Though, multiple American packaging plants that deal with Canadian animals have also announced drops in their slaughter activities, and others have briefly stopped operating as a result of the staff members getting the virus. Tyson meat plant in Pasco, Washington, has briefly shut down although the JBS plant in Greeley, Colorado, was planning to open recently after its temporary closure at the beginning of the month.
As reported by Grier, beef has come to be much more pricey at the counter in comparison to pork and chicken. He says that “Beef costing has become uncompetitive relative to the other two main types of meat.”
According to Statistics Canada, Canadians love to dine out more often as compared with dining at home. The pandemic has modified this as more full service diners have undergone a forced closure as the fight to control the growth of the virus continues. The effects of the pandemic will be felt drastically in the third quarter of this year as people concentrate more on paying the new years bills during the first quarter. Grier further predicts that in the 2nd and 3rd quarters, food sales will be around 20% of what they are at this point, while fast food service restaurants like McDonald’s could possibly hold onto 40% of their current sales.

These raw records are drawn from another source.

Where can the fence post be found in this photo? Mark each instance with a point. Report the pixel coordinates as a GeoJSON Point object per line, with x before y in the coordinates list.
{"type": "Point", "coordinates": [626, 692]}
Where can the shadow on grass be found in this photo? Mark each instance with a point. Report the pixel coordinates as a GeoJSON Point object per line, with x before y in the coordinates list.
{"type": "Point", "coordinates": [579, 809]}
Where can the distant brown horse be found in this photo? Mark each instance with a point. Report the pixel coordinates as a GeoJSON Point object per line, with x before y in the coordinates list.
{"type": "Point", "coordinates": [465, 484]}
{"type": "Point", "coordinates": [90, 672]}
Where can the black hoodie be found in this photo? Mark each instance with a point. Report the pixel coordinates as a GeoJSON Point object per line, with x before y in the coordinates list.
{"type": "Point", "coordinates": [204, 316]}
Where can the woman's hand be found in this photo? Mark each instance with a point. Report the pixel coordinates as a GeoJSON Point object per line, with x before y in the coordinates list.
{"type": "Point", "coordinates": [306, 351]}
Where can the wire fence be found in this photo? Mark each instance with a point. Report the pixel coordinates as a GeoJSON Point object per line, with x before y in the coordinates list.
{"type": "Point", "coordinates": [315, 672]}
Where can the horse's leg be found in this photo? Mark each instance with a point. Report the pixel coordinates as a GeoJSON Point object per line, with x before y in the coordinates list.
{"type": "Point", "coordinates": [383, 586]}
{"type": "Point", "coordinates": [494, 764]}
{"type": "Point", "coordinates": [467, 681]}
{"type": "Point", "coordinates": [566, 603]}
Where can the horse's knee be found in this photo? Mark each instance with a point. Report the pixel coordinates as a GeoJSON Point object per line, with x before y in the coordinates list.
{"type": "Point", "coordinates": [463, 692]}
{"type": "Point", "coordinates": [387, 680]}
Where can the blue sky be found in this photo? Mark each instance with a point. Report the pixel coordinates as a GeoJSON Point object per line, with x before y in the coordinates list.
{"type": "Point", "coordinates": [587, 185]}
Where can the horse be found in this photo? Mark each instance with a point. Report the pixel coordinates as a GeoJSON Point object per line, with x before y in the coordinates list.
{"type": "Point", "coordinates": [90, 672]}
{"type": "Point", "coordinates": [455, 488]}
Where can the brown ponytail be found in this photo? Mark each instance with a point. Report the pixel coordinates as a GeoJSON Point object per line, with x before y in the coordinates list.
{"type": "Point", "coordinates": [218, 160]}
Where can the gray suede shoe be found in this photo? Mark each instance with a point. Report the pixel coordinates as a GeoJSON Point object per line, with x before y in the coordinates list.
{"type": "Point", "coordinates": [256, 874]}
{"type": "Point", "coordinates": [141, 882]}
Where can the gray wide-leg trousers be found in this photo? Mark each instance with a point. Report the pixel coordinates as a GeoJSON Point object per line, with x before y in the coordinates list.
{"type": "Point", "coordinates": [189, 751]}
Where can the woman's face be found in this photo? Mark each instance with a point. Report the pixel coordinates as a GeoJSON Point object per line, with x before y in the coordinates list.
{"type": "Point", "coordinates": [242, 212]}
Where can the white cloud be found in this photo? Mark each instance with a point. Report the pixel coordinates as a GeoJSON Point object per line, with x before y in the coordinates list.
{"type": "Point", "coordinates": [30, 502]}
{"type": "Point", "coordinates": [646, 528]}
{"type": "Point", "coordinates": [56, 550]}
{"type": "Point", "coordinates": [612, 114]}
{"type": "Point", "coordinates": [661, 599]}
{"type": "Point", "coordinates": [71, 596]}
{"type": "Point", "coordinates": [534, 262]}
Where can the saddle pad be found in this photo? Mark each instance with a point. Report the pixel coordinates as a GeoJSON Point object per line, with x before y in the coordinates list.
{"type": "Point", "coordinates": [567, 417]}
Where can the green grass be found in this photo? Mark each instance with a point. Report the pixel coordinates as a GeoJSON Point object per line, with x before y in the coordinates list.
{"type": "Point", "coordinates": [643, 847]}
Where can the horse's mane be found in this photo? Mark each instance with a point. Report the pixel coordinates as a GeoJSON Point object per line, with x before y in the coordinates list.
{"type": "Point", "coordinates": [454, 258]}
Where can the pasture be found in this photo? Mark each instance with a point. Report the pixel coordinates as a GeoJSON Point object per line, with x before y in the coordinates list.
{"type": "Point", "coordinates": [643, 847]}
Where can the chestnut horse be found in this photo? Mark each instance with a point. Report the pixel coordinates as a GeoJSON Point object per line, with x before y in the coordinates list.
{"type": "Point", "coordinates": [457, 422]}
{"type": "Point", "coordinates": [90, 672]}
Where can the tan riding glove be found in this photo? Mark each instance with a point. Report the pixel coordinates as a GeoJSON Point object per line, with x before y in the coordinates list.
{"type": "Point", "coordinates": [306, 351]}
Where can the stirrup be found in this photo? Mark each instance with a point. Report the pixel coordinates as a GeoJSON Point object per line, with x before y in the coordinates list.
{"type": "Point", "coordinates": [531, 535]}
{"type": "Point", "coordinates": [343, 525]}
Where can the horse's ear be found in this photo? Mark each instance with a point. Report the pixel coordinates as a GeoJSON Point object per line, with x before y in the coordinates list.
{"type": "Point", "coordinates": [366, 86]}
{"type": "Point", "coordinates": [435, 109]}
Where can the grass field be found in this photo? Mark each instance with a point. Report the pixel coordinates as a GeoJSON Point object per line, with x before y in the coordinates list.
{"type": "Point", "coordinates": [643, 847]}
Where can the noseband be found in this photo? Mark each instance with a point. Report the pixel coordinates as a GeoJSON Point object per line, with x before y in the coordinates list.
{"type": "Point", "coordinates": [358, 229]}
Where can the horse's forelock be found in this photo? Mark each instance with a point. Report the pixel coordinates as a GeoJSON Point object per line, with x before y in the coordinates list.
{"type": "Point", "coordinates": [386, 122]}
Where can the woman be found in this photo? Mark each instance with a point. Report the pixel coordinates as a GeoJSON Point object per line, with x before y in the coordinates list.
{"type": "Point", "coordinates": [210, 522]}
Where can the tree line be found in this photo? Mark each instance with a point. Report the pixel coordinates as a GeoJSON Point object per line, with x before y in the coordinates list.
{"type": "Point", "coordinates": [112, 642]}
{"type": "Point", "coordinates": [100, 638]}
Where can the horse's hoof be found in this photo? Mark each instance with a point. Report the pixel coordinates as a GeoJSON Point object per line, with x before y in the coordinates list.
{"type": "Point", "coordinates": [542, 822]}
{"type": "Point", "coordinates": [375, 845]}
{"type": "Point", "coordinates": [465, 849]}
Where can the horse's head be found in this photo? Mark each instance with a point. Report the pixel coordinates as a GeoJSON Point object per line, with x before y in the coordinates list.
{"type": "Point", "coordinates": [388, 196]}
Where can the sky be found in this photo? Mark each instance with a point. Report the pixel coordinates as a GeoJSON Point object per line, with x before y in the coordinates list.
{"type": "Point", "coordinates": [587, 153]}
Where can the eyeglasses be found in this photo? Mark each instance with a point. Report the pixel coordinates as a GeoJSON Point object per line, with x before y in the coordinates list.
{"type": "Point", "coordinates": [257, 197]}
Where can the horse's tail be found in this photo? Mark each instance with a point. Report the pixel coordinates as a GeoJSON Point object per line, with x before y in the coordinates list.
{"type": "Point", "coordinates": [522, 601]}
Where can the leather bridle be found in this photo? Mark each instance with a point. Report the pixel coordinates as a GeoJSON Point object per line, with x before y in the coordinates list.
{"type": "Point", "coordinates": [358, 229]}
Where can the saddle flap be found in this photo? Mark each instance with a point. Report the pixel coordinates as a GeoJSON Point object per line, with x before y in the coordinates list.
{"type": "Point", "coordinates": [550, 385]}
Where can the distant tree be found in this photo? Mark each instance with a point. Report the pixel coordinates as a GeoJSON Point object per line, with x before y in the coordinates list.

During the same webinar, an American agricultural economist, Rob Murphy, stated that reduced packaging capacity had resulted in a disconnect between meat prices and live animal prices. He stressed that panic buying due to Covid-19 contributed to strong margins among the packers.
Many slaughter plants in the US can be facing a drop of as much as 9% due to slower processing speeds and temporary closure of packing plants as a result of the Coronavirus pandemic. Murphy states that “We think that’s going to persist, that you’re going to continue to see those types of problems that will lead to year over year declines in steer and heifer slaughter, at least for the next couple of months and maybe beyond.”
Murphy also stated that price levels for cash cattle are most likely to continue declining because the cattle sellers need to move the cattle, and there is nothing in the way of leverage with the packer. The feed yard placements are also probably going to fall in the coming months, thus reducing inventory, and this implies a drop in beef supply.